7) Open the .pem file in a plain text editor and copy the cert text to your clipboard. In Server Admin choose 'Add Signed or Renewed Cert from CA' for your cert in the list and paste the .pem cert text. Click Save to commit the change. If under the Authority column your listed cert shows your CA instead of 'Self Signed' then it worked. Yeah!!! If not there is some funkiness along the way, and you're going to have to experiment.

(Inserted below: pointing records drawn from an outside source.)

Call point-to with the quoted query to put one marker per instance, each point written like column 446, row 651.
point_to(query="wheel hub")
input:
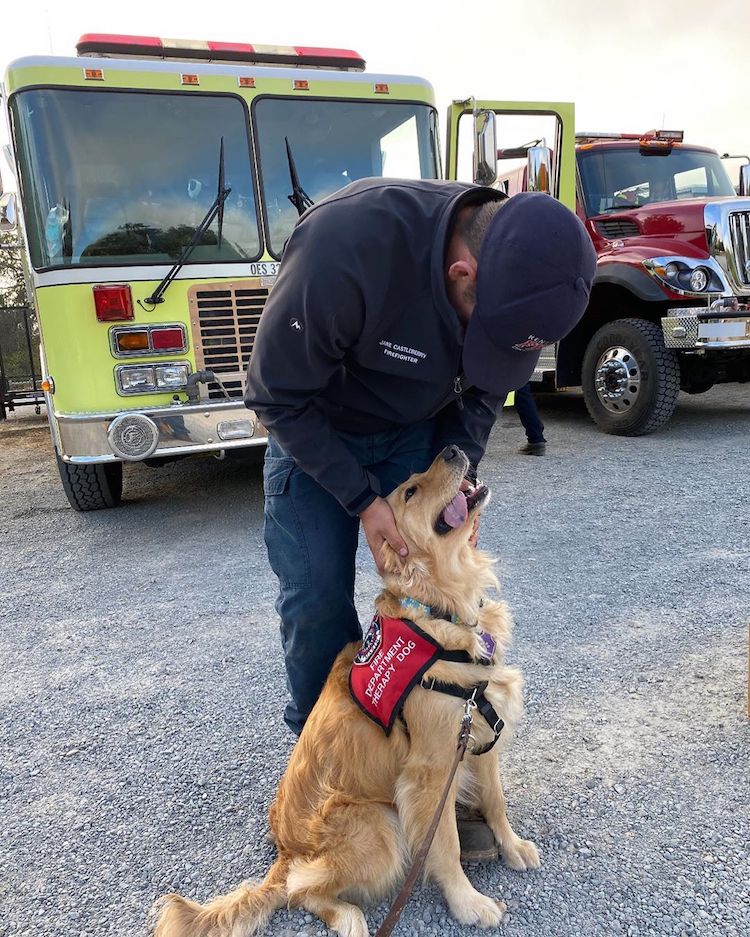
column 617, row 380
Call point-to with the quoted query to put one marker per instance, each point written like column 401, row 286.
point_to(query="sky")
column 630, row 66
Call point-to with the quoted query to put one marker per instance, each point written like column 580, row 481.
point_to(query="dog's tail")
column 238, row 914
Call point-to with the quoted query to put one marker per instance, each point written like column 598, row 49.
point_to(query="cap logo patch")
column 532, row 343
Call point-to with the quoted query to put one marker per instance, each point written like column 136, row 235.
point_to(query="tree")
column 12, row 285
column 19, row 330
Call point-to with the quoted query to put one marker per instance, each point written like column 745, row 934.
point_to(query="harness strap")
column 483, row 705
column 463, row 657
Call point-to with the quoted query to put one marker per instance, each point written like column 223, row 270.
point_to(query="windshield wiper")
column 299, row 198
column 217, row 208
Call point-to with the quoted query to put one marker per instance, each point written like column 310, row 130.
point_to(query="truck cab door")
column 533, row 145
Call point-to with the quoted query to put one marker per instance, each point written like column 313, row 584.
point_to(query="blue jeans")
column 528, row 414
column 312, row 543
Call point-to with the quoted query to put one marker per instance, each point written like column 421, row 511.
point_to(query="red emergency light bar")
column 104, row 44
column 666, row 136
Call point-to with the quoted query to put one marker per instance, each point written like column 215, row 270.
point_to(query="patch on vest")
column 394, row 656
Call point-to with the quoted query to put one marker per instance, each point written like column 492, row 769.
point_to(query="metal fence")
column 20, row 370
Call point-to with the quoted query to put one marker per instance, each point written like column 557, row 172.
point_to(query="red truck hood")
column 664, row 228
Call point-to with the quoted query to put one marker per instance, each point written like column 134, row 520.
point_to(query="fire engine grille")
column 739, row 226
column 618, row 227
column 224, row 319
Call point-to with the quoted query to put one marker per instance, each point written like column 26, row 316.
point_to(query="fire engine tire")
column 630, row 380
column 91, row 487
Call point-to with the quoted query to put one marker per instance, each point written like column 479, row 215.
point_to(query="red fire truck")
column 670, row 309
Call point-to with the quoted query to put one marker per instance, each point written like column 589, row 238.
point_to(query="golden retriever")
column 355, row 803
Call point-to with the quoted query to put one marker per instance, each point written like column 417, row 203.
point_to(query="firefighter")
column 403, row 313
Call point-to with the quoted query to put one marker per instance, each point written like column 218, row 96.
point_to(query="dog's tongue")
column 457, row 511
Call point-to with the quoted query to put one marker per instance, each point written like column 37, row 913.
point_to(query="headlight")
column 151, row 379
column 699, row 279
column 686, row 275
column 136, row 380
column 172, row 376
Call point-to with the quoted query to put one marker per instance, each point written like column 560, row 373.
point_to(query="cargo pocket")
column 282, row 530
column 276, row 475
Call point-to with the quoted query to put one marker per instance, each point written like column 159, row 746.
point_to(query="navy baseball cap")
column 534, row 275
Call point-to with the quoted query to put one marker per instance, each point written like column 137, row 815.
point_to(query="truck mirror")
column 8, row 216
column 485, row 148
column 540, row 169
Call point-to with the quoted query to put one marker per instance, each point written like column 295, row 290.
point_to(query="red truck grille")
column 739, row 227
column 618, row 227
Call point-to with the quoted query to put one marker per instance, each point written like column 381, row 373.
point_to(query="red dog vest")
column 394, row 656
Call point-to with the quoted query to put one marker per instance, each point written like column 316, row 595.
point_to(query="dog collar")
column 487, row 640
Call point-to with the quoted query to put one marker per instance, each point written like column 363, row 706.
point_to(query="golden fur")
column 354, row 804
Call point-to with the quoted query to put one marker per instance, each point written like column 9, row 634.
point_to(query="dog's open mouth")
column 456, row 512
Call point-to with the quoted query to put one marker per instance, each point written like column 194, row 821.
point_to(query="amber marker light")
column 167, row 339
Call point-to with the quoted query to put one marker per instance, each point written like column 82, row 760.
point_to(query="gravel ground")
column 141, row 738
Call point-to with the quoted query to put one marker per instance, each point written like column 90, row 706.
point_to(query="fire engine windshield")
column 114, row 178
column 333, row 143
column 617, row 178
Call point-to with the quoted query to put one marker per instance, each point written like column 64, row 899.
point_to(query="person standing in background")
column 529, row 415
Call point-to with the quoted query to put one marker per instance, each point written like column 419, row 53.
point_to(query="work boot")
column 476, row 838
column 533, row 448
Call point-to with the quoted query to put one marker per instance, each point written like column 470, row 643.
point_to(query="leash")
column 399, row 903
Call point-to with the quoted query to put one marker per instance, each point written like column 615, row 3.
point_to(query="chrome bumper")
column 178, row 430
column 683, row 329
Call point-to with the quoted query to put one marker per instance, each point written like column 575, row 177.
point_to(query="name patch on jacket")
column 394, row 656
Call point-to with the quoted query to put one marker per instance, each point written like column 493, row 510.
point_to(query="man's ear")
column 464, row 269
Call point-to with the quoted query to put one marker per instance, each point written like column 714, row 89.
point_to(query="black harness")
column 474, row 693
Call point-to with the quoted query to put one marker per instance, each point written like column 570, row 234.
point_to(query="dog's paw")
column 521, row 855
column 478, row 910
column 481, row 649
column 350, row 922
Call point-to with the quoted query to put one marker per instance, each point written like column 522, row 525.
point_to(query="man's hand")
column 466, row 485
column 379, row 525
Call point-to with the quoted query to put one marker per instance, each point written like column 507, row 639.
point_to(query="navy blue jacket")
column 358, row 334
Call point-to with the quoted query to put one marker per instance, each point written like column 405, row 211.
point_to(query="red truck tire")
column 630, row 380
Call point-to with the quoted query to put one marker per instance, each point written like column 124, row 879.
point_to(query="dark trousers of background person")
column 528, row 414
column 312, row 543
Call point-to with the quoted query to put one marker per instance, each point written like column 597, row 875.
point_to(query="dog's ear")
column 407, row 569
column 392, row 562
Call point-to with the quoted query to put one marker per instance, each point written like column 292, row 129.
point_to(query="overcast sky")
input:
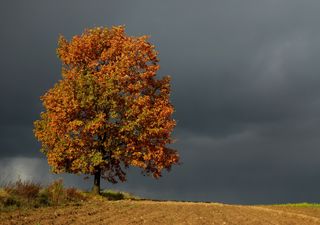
column 245, row 86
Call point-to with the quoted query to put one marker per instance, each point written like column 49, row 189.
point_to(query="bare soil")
column 154, row 212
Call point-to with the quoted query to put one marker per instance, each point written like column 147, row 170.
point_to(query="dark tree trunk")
column 96, row 182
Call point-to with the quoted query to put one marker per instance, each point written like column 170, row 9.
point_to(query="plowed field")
column 153, row 212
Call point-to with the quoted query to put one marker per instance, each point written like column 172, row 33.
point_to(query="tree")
column 109, row 111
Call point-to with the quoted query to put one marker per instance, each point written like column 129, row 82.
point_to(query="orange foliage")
column 109, row 111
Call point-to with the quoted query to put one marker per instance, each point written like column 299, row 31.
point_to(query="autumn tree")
column 109, row 111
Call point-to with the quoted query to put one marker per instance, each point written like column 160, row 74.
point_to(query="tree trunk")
column 96, row 182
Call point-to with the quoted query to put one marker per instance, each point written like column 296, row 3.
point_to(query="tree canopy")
column 109, row 111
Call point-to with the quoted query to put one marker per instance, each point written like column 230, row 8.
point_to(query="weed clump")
column 27, row 194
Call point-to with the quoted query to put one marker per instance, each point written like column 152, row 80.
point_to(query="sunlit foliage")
column 109, row 111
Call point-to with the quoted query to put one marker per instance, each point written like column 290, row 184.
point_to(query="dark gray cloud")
column 245, row 87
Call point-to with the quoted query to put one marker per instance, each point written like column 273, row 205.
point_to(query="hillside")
column 99, row 211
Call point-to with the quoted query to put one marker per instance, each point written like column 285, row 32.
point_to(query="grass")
column 302, row 204
column 26, row 194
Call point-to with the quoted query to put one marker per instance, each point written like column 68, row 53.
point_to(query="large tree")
column 109, row 111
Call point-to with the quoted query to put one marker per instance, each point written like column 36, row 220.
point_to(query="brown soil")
column 153, row 212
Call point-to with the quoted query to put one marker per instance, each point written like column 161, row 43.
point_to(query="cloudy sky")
column 245, row 85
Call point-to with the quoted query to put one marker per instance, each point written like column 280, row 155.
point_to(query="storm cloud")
column 245, row 86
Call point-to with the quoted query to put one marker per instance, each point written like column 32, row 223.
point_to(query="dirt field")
column 153, row 212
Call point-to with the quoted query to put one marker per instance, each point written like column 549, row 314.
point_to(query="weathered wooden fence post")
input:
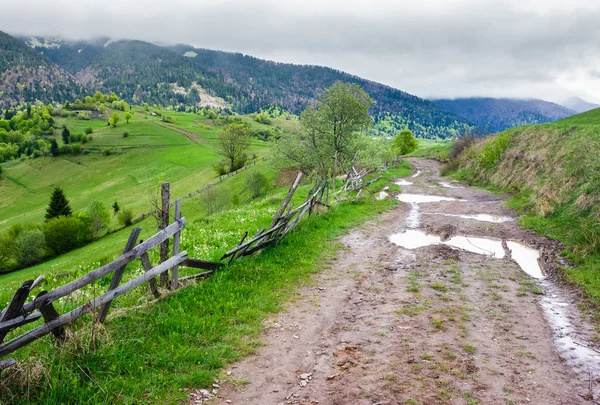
column 164, row 222
column 114, row 283
column 176, row 242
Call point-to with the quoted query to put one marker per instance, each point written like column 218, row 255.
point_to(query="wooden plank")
column 50, row 314
column 201, row 264
column 165, row 195
column 69, row 317
column 147, row 267
column 15, row 306
column 196, row 276
column 106, row 269
column 116, row 280
column 176, row 243
column 287, row 198
column 19, row 321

Now, here's the Catch-22, or the definite bug present in Server Admin's routine. If you assign a passphrase to your private key when you make your Server Admin cert initially, everything seems to be OK. But (at least on my system), Postfix fails to be able to read its file (/etc/certificates/my.domain.key). My errors were:
warning: cannot get private key from file /etc/certificates/<my.domain.here>.key
warning: TLS library problem: 1878:error:0906406D:PEM routines:DEF_CALLBACK:problems getting password:pem_lib.c:105:
warning: TLS library problem: 1878:error:0906A068:PEM routines:PEM_do_header:bad password read:pem_lib.c:401:
warning: TLS library problem: 1878:error:140B0009:SSL routines:SSL_CTX_use_PrivateKey_file:PEM lib:ssl_rsa.c:709:
cannot load RSA certificate and key data
Not good, to say the least. So make your Server Admin cert without a passphrase (there's some bad advice). That got rid of the Postfix errors. Try it with a passphrase and see if you get the SMTP errors. I was able to make separate certificates using Certificate Assistant under my CA (using it as a template from ~/Library/Application Support/Certificate Authority/MyCA/MyCA.certAuthorityConfig - as described at AFP548 - Certificate Assistant - Rolling your own CA on Tiger ) however if I tried to import the separate cert, its keys and CA, without a passphrase for the private key, it always failed to import. With a passphrase I was stuck with the Postfix errors. So the ONLY way I could get this to work was as described above - a Server Admin generated cert with its .csr signed by a CA.
Now I know what 'Trust is earned' means.